İzmir Ticaret Odası (İZTO) Yönetim Kurulu Başkanı Ekrem Demirtaş, Uzundere’deki rekreasyon alanı içinde yer alan “Nasreddin Hoca” heykelinin kaldırılmasını, yerine İzmir'in simgesi olabilecek bir yapının konulmasını istedi.
Demirtaş, yaptığı yazılı açıklamada, Uzundere rekreasyon alanı içinde bulunan 40 metre yüksekliğindeki "Göle maya çalan Nasreddin Hoca" heykelini, güneyden İzmir’e gelen herkesin ve aynı zamanda pek çok İzmirlinin sorguladığını ileri sürdü.

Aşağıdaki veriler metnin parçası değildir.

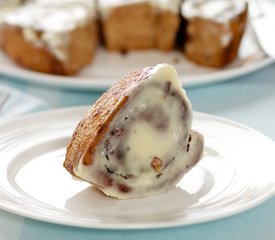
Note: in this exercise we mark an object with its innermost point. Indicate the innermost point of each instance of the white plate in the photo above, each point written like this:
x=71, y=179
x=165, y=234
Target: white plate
x=235, y=174
x=110, y=67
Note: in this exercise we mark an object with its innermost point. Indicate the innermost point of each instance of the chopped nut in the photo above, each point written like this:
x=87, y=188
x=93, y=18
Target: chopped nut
x=157, y=164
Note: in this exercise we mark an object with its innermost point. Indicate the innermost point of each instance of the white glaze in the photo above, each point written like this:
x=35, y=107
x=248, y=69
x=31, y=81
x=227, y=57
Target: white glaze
x=219, y=10
x=54, y=19
x=146, y=142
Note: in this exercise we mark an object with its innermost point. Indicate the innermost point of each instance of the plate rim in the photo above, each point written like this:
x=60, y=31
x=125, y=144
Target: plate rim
x=18, y=73
x=75, y=111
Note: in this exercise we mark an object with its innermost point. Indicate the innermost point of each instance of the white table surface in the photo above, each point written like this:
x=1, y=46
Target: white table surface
x=249, y=100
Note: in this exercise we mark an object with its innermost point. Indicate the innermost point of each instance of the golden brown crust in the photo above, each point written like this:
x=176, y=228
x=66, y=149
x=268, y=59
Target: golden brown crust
x=80, y=50
x=95, y=123
x=148, y=28
x=203, y=44
x=121, y=34
x=167, y=25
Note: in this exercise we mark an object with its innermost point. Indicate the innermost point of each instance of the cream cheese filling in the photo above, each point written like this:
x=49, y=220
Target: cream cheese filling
x=163, y=135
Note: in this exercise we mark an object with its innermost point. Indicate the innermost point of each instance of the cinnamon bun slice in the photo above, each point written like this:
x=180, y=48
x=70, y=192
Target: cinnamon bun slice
x=136, y=140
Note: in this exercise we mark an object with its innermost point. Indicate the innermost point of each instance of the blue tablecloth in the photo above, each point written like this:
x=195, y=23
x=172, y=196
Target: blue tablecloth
x=249, y=100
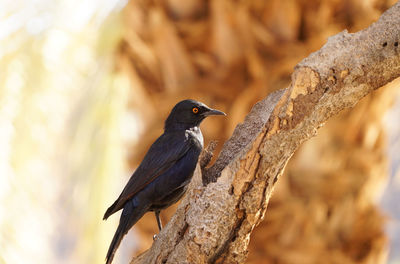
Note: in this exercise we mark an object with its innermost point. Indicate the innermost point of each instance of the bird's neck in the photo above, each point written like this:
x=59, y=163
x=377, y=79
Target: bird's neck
x=180, y=127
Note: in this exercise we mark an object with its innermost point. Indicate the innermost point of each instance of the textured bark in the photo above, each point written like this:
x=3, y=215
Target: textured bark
x=214, y=221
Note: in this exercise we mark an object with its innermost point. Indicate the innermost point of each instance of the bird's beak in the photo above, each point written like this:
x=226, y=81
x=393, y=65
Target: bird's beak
x=213, y=112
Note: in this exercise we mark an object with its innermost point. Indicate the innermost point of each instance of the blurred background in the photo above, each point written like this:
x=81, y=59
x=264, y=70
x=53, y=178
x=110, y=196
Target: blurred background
x=86, y=85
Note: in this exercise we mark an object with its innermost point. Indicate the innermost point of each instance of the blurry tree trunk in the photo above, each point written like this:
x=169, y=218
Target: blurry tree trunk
x=224, y=204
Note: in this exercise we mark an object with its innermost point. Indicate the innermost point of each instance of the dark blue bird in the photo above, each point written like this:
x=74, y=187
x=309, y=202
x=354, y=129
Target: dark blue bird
x=162, y=177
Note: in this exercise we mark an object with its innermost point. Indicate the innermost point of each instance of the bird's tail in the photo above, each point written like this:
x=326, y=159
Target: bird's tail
x=130, y=215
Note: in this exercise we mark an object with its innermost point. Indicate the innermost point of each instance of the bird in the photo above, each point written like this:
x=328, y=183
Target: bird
x=162, y=177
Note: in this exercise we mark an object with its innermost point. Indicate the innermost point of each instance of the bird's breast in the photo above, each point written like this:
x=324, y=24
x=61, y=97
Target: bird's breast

NASREDDİN HOCA HEYKELİ KALDIRILMALI
"Rekreasyon alanına koskoca Nasreddin Hoca heykelinin neden inşa edildiğini" bilmediklerini kaydeden Demirtaş, açıklamasında şu ifadelere yer verdi:
"Bir anlamı varsa, İzmirlilere açıklanmalı, anlatılmalıdır. Mutlaka bir şey yapılacaksa Atatürkçü İzmir'e büyük bir Atatürk heykeli yakışırdı. İçine giren çocuklara, Atatürk'ün devrimleri, görsel olarak anlatılabilirdi. En kısa zamanda İzmir'e yakışmayan görüntünün kaldırılmasını ya da görünüşünün başka görsellerle değiştirilmesini istiyoruz. Her ne kadar İzmir bir hoşgörü kenti ise de bu şehrin tarihinde yer almayan bir simgenin kullanılmasını doğru bulmuyoruz. Böylesi görünür yerlerdeki heykel ve simgelerin karar verme süreçlerine tüm kentin katılması ve çok dikkatli seçilmesi gerekir. Belediyelerimizin şehrimizin markalaşması ve tanınması için yapılan çalışmalara uyumlu hareket etmesi ve katkı koyması beklenmektedir. Nasreddin Hoca heykeli buradan kaldırılmalıdır. İzmir’in ana aksında kente giriş noktasında bir heykel yapılacak ise İzmir’in bir simgesi veya İzmir’e simge olabilecek bir heykel olmalıdır."
Demirtaş, Akşehir’de yaşadığı kabul edilen Nasreddin Hoca’nın, İç Anadolu’nun ve Türk edebiyatının önemli kültürel bir figürü olduğunu belirterek, "Nasreddin Hoca, yaşamını sürdürdüğü Akşehir'le anılmaktadır. 1959 yılından bu yana Temmuz ayında Akşehir’de Nasreddin Hoca Şenlikleri düzenleniyor. Dolayısıyla, Nasreddin Hoca heykelinin yakışacağı yer Akşehir’dir." değerlendirmesinde bulundu.
İZMİR'İN SİMGESİ HOMEROS
Demirtaş, marka kentlerin en önemli özelliğinin dünyanın kabul ettiği, ilgi gösterdiği farklılıkları, zenginlikleri ve simgeleri ile ön plana çıkmaları olduğunu belirterek, şu görüşleri kaydetti:
"İzmir için de tanınırlığı, bilinirliği açısından çeşitli simgeler söz konusudur. Örneğin II. Abdülhamit’in, 1901 yılında, yani tahta çıkışının 25 yılı şerefine Mehmet Said Paşa tarafından yaptırılan, üzerinde saati ise Alman İmparatoru II. Wilhelm tarafından hediye edilen İzmir Saat Kulesi, kentin merkez meydanında yer alması nedeniyle simge bir yapı olmuştur. Örneğin destanlarında Aiol ve İon lehçesini birlikte kullandığı için bilimsel olarak Smyrnalı olduğu kabul edilen Homeros dünyanın en çok bildiği İzmir’in simgelerinden biridir. Bu simgeleri yaşatmanın en önemli yolu ise belediyelerin proje ve hizmetlerinde, yayınlarında bu simgeleri kullanması, vurgu yapması ve yer vermesidir."